The third panel of Tevin entering a vehicle is odd. He’s maybe not quite sitting but not quite standing as the car door is seeming only slightly open. It’s awkward looking. I cam imagine that presents a challenge to draw, having a figure in the act of getting into a car. But what side of the car is he getting into and is he getting into the front or back? How does that door open? Is the car facing the same direction as Tevin? It’s just another in an endless string of things that puzzle me about Gil Thorp.

September 20, 2021

Call It Milford Blue

Filed under: actual action, Colorist Error, football, Oakwood — nedryerson @ 3:20 am

More Oakwood action!

Tevin Claxton’s throwing motion looks a little odd. The Milford helmet behind him is also odd. It turned Oakwood Blue. I guess someone defected because they didn’t like sloppy joes and cleaning up after massive bonfires (of inanity).
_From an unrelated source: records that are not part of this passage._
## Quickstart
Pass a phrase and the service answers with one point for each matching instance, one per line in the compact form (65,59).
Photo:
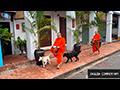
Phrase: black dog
(71,55)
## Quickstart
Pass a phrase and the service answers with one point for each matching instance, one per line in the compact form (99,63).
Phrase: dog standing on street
(45,59)
(71,55)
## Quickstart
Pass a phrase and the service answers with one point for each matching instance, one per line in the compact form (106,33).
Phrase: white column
(119,27)
(109,27)
(70,42)
(93,28)
(30,42)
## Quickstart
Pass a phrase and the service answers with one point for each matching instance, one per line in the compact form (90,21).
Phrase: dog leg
(43,64)
(76,59)
(49,61)
(67,60)
(71,60)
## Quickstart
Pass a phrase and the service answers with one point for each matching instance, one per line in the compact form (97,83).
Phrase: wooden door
(63,27)
(7,48)
(47,40)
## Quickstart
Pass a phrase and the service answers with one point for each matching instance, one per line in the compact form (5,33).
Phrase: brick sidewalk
(33,71)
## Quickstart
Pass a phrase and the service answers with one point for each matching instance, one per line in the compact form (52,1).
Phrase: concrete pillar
(109,27)
(29,38)
(93,28)
(70,41)
(118,27)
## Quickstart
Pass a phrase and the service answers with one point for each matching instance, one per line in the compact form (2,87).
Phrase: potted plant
(21,44)
(38,21)
(4,37)
(100,23)
(81,20)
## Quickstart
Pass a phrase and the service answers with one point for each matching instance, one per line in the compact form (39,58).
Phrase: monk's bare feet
(93,53)
(98,52)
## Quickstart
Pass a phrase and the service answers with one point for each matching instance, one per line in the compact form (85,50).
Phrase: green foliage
(19,42)
(40,23)
(5,35)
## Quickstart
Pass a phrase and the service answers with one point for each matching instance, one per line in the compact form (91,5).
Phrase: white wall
(11,31)
(18,32)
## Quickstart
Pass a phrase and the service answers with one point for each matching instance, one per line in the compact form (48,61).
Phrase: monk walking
(60,45)
(96,46)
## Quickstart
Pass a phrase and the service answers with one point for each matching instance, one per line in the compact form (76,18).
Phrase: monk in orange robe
(96,46)
(60,44)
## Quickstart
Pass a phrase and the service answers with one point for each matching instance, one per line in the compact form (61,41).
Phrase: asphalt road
(111,62)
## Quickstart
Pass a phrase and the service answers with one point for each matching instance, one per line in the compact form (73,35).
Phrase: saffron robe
(61,43)
(96,46)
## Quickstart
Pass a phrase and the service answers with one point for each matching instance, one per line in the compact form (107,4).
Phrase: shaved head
(59,35)
(96,32)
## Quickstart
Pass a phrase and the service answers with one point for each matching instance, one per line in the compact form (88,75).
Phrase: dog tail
(49,54)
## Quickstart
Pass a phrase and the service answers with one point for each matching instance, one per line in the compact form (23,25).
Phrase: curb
(62,76)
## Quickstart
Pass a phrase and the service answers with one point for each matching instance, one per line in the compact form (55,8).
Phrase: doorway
(7,48)
(63,27)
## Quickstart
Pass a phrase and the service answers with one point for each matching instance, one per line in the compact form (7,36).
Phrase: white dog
(45,59)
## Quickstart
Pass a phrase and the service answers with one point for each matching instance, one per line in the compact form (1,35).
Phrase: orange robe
(96,37)
(61,43)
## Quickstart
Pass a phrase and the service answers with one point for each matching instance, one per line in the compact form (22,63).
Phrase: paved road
(112,62)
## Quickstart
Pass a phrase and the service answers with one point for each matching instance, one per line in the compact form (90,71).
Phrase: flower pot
(100,41)
(77,47)
(37,54)
(22,48)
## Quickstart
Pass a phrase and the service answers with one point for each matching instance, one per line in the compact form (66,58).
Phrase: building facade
(62,25)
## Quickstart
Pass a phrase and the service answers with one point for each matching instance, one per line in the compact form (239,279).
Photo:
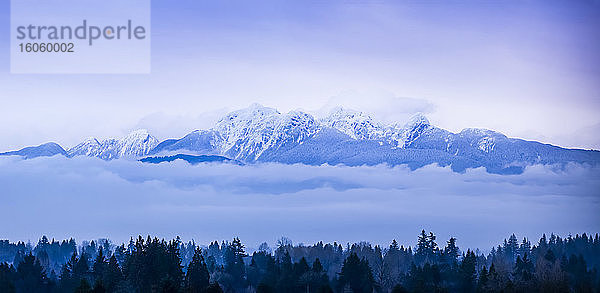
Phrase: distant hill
(348,137)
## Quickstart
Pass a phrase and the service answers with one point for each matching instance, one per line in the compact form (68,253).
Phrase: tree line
(552,264)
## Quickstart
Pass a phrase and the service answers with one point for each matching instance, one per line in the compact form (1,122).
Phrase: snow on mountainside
(348,137)
(249,132)
(357,125)
(137,143)
(44,150)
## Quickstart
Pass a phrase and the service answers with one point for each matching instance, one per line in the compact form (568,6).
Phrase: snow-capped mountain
(262,134)
(44,150)
(248,133)
(138,143)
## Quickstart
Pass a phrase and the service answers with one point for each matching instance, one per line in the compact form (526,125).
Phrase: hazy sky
(529,69)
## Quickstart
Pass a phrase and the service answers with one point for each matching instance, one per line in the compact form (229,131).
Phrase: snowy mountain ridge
(349,137)
(136,144)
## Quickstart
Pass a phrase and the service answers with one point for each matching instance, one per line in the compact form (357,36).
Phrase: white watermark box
(80,36)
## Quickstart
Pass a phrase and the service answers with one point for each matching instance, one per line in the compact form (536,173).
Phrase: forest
(147,264)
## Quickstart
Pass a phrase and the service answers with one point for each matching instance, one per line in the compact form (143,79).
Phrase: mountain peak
(416,120)
(356,124)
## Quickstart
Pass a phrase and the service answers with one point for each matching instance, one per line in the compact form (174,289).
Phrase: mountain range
(348,137)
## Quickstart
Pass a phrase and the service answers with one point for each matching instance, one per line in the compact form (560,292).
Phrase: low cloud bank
(89,198)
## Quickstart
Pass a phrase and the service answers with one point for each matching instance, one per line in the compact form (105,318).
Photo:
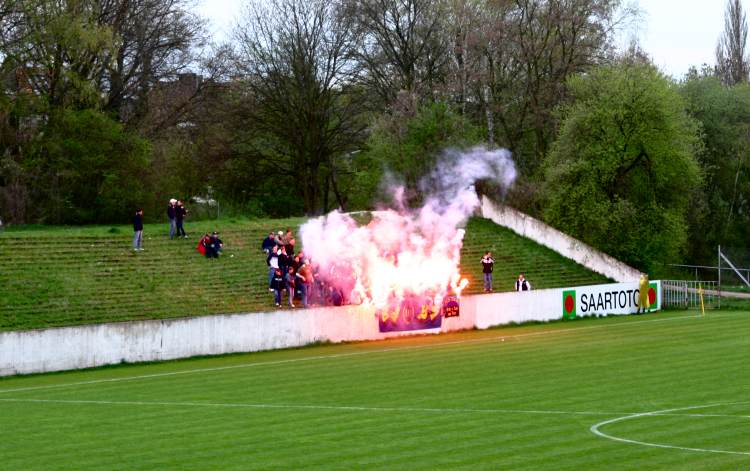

As Gil predicted, it’s turning into the Chance Macy Show. He’s got a receiving touchdown and is breaking loose for a long punt return. It’s probably a score, but we’ll find out more tomorrow.

This blistering pace is wearing me out. I think I’ll go back to bed.

September 13, 2021

Reading People Step One: Locate People

Filed under: Boredom in Milford — nedryerson @ 3:52 am

Dammit! I thought Boyd would be done reciting his listicle, but he hasn’t even started yet. We have now established that Left Guard Boyd Spiller is an annoying douche, but we’ve only seen small doses of douchery since we’re in whiplash story mode. No time to talk about Boyd as we smash cut to another table and an overhead announcement.

Chance Macy, who Gil has high hopes for, needs to get to The Main Office (how may offices are there?) Uh-oh, what has Chance done? Is is ketchup packet related. Perhaps some other condiment.

Today’s strip is a snooze. I think I’d rather hear how to read people.